We rated general intellectual competencies higher than specific skills.
In essence, we were looking for critical thinking (the ability to analyse and evaluate various issues), the ability to summarize intelligently and accurately, the ability to write simple coherent sentences in a logical sequence (we gave written tests), evidence of reading, creativity, and attitude, attitude, attitude.
Apart from attitude, which is a moral attribute of one’s personality, all the other intellectual abilities were the result of a disciplined secondary and tertiary education, whether it was in the sciences, social sciences or humanities.
That is what education, from the primary to the tertiary, is all about. It’s an intellectual discipline. Of course, a student acquires skills in the course of her education, but the intellectual competencies are the primary focus.
The demand for specific skills will always vary; so you cannot educate for skills.
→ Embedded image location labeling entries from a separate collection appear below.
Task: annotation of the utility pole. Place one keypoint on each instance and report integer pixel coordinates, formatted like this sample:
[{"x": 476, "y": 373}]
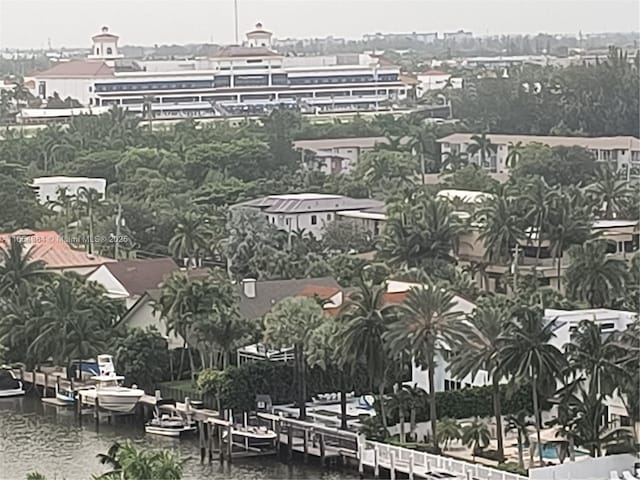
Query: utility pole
[
  {"x": 235, "y": 19},
  {"x": 118, "y": 222},
  {"x": 514, "y": 267}
]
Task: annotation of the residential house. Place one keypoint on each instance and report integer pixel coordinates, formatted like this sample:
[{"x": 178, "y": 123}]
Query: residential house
[
  {"x": 54, "y": 251},
  {"x": 337, "y": 155},
  {"x": 621, "y": 152},
  {"x": 306, "y": 211},
  {"x": 257, "y": 297},
  {"x": 130, "y": 279},
  {"x": 47, "y": 188}
]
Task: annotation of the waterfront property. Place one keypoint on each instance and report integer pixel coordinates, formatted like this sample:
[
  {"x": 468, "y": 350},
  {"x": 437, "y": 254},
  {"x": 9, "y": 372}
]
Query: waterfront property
[
  {"x": 256, "y": 298},
  {"x": 130, "y": 279},
  {"x": 56, "y": 252},
  {"x": 234, "y": 80},
  {"x": 308, "y": 211},
  {"x": 48, "y": 188},
  {"x": 621, "y": 152}
]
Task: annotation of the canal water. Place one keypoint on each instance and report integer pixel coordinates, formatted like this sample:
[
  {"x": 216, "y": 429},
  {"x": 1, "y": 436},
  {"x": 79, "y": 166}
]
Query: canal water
[{"x": 47, "y": 439}]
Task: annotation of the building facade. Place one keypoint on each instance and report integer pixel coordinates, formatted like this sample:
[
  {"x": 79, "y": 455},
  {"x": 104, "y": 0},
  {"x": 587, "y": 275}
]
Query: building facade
[
  {"x": 620, "y": 152},
  {"x": 235, "y": 80},
  {"x": 310, "y": 212}
]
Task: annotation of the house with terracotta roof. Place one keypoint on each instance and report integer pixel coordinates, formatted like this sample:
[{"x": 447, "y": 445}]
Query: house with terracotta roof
[
  {"x": 54, "y": 251},
  {"x": 256, "y": 298},
  {"x": 130, "y": 279}
]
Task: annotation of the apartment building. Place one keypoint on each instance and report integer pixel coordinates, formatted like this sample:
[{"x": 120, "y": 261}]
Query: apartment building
[{"x": 621, "y": 152}]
You educate the mind; you train for skills.
Now, that isn’t saying that everyone who has a university degree, even in the humanities, can write well or think analytically; but that is a reflection of the university from which they graduated. Universities must insist on basic intellectual competencies regardless of what is being studied.
Obviously, people need specific technical skills for specific jobs. You would not want to spend three to four years at a university to become a plumber, carpenter, sales person, automotive mechanic or computer repair person. Indeed a university is not the best place to learn such skills.
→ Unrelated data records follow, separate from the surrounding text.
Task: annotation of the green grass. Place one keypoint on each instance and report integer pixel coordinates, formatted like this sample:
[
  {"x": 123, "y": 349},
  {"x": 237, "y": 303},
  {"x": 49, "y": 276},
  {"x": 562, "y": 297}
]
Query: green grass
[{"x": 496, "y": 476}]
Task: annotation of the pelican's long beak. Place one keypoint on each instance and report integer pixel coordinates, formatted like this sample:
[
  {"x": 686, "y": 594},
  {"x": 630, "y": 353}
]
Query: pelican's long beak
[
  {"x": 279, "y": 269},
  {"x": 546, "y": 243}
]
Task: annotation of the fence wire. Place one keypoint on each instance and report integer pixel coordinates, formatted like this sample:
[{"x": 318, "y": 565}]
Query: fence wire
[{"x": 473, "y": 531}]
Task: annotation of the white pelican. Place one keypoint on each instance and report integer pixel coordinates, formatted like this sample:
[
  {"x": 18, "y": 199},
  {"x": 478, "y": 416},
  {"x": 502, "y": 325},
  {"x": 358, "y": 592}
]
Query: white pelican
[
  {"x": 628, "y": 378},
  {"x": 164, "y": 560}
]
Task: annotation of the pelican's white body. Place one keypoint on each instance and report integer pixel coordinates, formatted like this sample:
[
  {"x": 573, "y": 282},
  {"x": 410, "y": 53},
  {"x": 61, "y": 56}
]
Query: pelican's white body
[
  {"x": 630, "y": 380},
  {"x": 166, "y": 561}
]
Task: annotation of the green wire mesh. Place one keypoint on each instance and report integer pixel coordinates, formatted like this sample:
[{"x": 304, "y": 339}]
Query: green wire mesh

So what we need in Barbados are many more training and vocational opportunities, including employer apprenticeships, at the post-secondary level for youngsters to acquire specific marketable skills in a relatively short time, and at relatively little expense.
Most of our youngsters are acquiring digital skills by playing video games, using smartphones and social media and learning about website construction and other such matters from the Internet. We should encourage this, not fear it. Indeed digital literacy should begin as early as primary school, especially to overcome the digital divide between rich and poor.
In Barbados we face not just the digital divide but the literacy divide, in which children from homes without someone reading to them, or at least encouraging them to read, can go through primary and secondary schools without learning to read and write properly.
If we are to succeed as a knowledge economy, we must make public investments in free preschools/educational day care, and in remedial education at both primary and secondary level. The schools at the bottom of the Common Entrance pyramid have an inordinate intake of students with poor literacy and numeracy, but not the resources
nor the curriculum authorization to engage in remedial education.
The Common Entrance Exam is a proven nonsense, but Bajans are as reluctant to abandon that as to let go the apron strings of the English monarchy. We’re a peculiar people.
Finally to Shakespeare. He who was a brilliant popular entertainer in his time has now become an icon of high culture. The theatre in Shakespeare’s time was the most popular form of mass entertainment. The typical audience was some two or three thousand, largely middle and working class people, eating, drinking and occasionally heckling.
Why study Shakespeare?
Simply because he’s the best. He’s the best playwright in any language. He’s the best writer in the English language.
He gives us unexpected insights into life. He depicts the suffering and joy, the hopes and fears we all experience. He also keeps nudging us to ask what it is we value in ourselves and others? Why are we here? What is it all about? Most important of all, he makes us see that our common humanity is far more important than the national, ethnic, religious and other differences of circumstance that divide us.
In one sense Shakespeare is very much our contemporary: he lived in a time of shattering upheaval, when many certainties seemed to have been swept away, much like our own times. In his plays he manages to capture and convey the excitement and dread of what it means to live in the bewildering space between a known past and a murky future.
If I were on a desert island and had a choice of one book it would be the collected works of Shakespeare. Simply put, he entertains us, and educates both our mind and soul.
(Peter Laurie, a former Barbadian diplomat, is a noted social commentator.)